Append a list until a size limit is reached then start a new list

I have a list of texts and I need to split each text in multiple chunks each shorter than a limit of 5000 bytes.

The idea is to split each text in sentences and then add them back one by one until the limit of 5000 is reached.

This is how far I got (see the code). I'm def doing something wrong. But I spent too much time debugging it so will really appreciate a pair of fresh eyes. Thanks!

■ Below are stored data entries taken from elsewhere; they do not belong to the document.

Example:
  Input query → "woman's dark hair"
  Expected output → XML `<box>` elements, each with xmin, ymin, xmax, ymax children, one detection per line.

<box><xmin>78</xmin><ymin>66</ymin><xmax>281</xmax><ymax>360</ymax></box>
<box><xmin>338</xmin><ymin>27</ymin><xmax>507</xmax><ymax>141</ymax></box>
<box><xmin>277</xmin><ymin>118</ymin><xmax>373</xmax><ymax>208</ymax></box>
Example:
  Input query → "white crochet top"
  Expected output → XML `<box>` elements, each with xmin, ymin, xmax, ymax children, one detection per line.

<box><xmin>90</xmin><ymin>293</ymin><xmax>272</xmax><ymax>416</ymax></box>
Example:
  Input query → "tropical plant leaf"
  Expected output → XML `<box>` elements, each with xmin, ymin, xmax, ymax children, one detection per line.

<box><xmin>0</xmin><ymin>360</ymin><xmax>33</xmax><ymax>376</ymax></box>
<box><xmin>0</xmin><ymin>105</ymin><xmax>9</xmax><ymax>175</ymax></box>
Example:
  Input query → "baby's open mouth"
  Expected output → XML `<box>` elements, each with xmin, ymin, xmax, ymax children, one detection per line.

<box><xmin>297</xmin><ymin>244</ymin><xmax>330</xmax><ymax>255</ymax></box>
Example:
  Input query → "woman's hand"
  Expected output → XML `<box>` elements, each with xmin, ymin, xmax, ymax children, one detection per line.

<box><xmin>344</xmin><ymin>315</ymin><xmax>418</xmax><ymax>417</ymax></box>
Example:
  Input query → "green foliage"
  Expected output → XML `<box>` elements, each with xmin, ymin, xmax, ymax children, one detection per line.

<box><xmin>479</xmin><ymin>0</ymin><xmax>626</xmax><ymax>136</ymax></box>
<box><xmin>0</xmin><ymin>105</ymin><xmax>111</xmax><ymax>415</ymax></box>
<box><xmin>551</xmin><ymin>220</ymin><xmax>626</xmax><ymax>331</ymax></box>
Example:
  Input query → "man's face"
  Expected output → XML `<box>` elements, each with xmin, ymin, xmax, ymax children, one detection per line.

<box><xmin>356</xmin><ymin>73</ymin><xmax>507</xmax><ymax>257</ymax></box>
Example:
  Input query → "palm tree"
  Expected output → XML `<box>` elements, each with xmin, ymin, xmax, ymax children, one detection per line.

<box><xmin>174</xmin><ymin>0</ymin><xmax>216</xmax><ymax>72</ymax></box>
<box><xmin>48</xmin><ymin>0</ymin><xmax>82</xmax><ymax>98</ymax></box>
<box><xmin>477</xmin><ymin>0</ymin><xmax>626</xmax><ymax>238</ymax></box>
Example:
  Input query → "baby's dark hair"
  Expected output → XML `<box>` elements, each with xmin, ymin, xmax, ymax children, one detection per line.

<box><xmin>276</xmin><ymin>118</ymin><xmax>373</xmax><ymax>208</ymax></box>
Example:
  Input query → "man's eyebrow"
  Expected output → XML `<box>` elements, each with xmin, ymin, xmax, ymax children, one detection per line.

To test it you need can use any text larger than 10k bytes.

import nltk
nltk.download('punkt')
from nltk.tokenize import sent_tokenize

def split_text(text, limit):
    sentences = sent_tokenize(text)
    def get_chunk(sentences, limit):
        results = []
        counter = 0
        while counter < limit:
            for s in sentences:
                counter += len(s.encode('utf-8'))
                results.append(s)
                sentences.remove(s)
        return results, sentences

    out = []
    while len(' '.join(sentences).encode('utf-8')) > limit:
        results, sentences = get_chunk(sentences, limit)
        out.append(results)
    else:
        out.append(sentences)
    text_out = [' '.join(sentences) for sentences in out]
    return text_out

Solution

This works:

size = 0
l = [] #list of sentences
ll = [] #list of lists 
for s in sent_tokenize(text):
    if size + len(s.encode()) <= 5000:
        l.append(s)
        size += len(s.encode()) + 1 # +1 for space 
    else:
        size = 0
        ll.append(l.copy())
        l.clear()

# save the remainder (if any):
if l:
    ll.append(l.copy())

we can check that the chunks are all of length <= 5000 bytes:

for l in ll:
    print(len(' '.join(l).encode()))
#4983
#4987
#4781
#4943
# .. etc ..
#